In general, the Ukrainian business is developing unevenly, but quite dynamically, which makes it considerably different from the European one working under the open market conditions for decades. A pool of experience in creating, developing, succeeding in and failing long-term projects has been gained. The companies’ reputation, which is a brand identity of the Western business, has been developed as well.
Of course, Ukraine is at war, and the investment environment cannot help responding, but the development vector gives hope. Despite being slow, the reforms are going in the right direction. The pension reform, the health care reform, operation of the independent NABU, purification of the bank system, open public procurement owing to Prozorro, waste management report – we are definitely above the level of “fingers on one hand”.
- Which Ukrainian or foreign IT projects have recently astonished you?
- The boy inside me is still amazed by the fact that almost everything in my smart phone, from software to mobile applications, was a successful start-up one day. The investor inside me assesses stability of development and persistence in achievement of indicators of new quality in the first place. IT is the business that is supposed to bring money to shareholders.
As for interesting foreign projects, the last one to attract my attention was CONTRAST SECURITY, which works to automate software analysis. Its capital is 122 million US dollars, and its annual proceeds are 25 million dollars. It is an interesting case which, in my opinion, was lacking.
As for the Ukrainian projects, I usually pay attention to the current TOP-100 rating of the IT employers. The leaders of the Ukrainian IT industry always include very interesting companies.
- From your point of view, what prevents Ukrainian IT entrepreneurs from creating unicorn companies?
- It is difficult to divide a chicken and an egg between the underdeveloped business environment and companies with inefficient internal management. It is widely discussed that Ukraine has all the elements for potential success, but we forget to mention how to combine them into the efficient system. It is hard to introduce best practices at the level of individual projects, but there are no chances of success on the international markets otherwise.
- A start-up nation: can this term be applicable to Ukraine in future? When? What does it take?

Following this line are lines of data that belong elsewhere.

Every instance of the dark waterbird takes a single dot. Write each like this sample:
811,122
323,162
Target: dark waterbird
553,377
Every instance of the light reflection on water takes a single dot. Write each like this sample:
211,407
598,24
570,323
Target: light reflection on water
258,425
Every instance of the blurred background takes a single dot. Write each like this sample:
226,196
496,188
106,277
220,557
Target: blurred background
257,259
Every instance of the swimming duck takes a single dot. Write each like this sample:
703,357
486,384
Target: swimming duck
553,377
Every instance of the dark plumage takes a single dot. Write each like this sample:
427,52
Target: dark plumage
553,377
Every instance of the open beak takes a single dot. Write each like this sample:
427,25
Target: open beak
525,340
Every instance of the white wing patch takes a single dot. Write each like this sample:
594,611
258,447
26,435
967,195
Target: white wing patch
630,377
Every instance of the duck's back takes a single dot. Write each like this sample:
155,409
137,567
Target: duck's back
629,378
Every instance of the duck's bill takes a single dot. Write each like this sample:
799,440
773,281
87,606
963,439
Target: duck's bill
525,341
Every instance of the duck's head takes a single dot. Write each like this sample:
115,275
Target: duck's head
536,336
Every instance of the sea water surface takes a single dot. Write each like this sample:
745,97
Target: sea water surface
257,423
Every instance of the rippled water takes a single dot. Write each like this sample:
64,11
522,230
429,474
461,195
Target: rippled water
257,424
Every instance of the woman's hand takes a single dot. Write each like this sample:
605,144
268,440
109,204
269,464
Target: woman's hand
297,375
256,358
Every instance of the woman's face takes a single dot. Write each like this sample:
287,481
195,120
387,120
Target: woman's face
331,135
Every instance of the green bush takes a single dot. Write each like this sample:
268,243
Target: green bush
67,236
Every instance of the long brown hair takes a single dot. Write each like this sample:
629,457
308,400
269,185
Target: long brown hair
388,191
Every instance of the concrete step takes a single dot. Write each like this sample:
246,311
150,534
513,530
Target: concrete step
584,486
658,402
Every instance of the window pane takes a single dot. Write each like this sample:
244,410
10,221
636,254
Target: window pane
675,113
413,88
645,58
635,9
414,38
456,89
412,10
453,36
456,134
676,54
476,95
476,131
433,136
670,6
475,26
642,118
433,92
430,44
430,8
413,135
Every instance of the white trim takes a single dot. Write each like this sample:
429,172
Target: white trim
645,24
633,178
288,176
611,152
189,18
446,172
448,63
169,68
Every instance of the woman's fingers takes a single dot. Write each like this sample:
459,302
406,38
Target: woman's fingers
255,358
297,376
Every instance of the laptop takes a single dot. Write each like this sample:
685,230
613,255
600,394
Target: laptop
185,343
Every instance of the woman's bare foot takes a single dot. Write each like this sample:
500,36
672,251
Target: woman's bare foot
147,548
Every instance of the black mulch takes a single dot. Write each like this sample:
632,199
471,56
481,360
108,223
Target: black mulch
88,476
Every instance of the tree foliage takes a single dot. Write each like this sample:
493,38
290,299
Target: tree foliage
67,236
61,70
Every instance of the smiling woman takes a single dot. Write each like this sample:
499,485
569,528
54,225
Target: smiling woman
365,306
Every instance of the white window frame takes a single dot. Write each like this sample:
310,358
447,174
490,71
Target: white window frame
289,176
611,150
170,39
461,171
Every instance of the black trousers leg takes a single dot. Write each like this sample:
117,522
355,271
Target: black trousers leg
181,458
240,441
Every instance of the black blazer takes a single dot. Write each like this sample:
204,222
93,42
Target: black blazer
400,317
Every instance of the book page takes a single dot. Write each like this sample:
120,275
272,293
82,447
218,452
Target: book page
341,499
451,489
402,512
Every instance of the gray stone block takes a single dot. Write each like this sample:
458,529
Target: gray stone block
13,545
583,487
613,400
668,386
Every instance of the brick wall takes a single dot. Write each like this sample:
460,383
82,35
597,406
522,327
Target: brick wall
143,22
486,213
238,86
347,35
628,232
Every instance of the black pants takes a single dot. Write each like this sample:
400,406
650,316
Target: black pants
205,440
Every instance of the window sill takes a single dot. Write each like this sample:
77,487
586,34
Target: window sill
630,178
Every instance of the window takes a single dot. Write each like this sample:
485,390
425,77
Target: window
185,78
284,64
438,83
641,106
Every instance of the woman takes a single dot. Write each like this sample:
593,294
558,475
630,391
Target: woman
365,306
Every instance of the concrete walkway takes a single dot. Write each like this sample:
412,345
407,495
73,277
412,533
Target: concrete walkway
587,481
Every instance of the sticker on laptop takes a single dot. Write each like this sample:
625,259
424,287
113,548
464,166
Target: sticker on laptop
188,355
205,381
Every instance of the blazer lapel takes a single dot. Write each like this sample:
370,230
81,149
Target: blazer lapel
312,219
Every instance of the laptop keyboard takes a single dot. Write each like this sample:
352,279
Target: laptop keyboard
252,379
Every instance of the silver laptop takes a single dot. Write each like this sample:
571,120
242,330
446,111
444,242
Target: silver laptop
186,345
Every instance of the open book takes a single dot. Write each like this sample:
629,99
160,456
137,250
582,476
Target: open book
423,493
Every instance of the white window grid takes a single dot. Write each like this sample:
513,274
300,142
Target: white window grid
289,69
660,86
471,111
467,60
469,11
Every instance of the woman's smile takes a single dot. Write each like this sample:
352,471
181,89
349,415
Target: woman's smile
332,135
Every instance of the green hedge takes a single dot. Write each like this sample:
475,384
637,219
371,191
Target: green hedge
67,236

- We must remember that there are lots of candidates for the title of a start-up nation. Ukraine is not the only one to be given the opportunity by globalisation, and nobody is going to wait for us to seize it.
That is why we are implementing this idea at the practical level: we go to the best Ukrainian technological universities and offer assistance to the students having cool ideas and intending to implement them here. CIG R&D LAB is launching the third season in Kharkiv, Odesa and Lviv. I was pleasantly surprised by the range of themes of the student projects, from improvement of city energy efficiency to tourism mobile applications.
In addition, there is a new retraining tendency: those who do not have a degree in IT study programming. In this case, the important role is played not only by universities, but also specialised schools and back offices of large IT companies. There are more than a hundred of them in Ukraine. Boeing, Siemens, Microsoft are investing into continuous education because the knowledge that is even two years obsolete cannot compete.
- From your point of view, what other Ukrainian industries with the high potential should international investors focus on in the nearest future?
- The evident forecast is the agrarian sector. The global market will be undergoing major changes, and Ukraine might turn into the agricultural platform of the 21st century, a technological and sustainable one.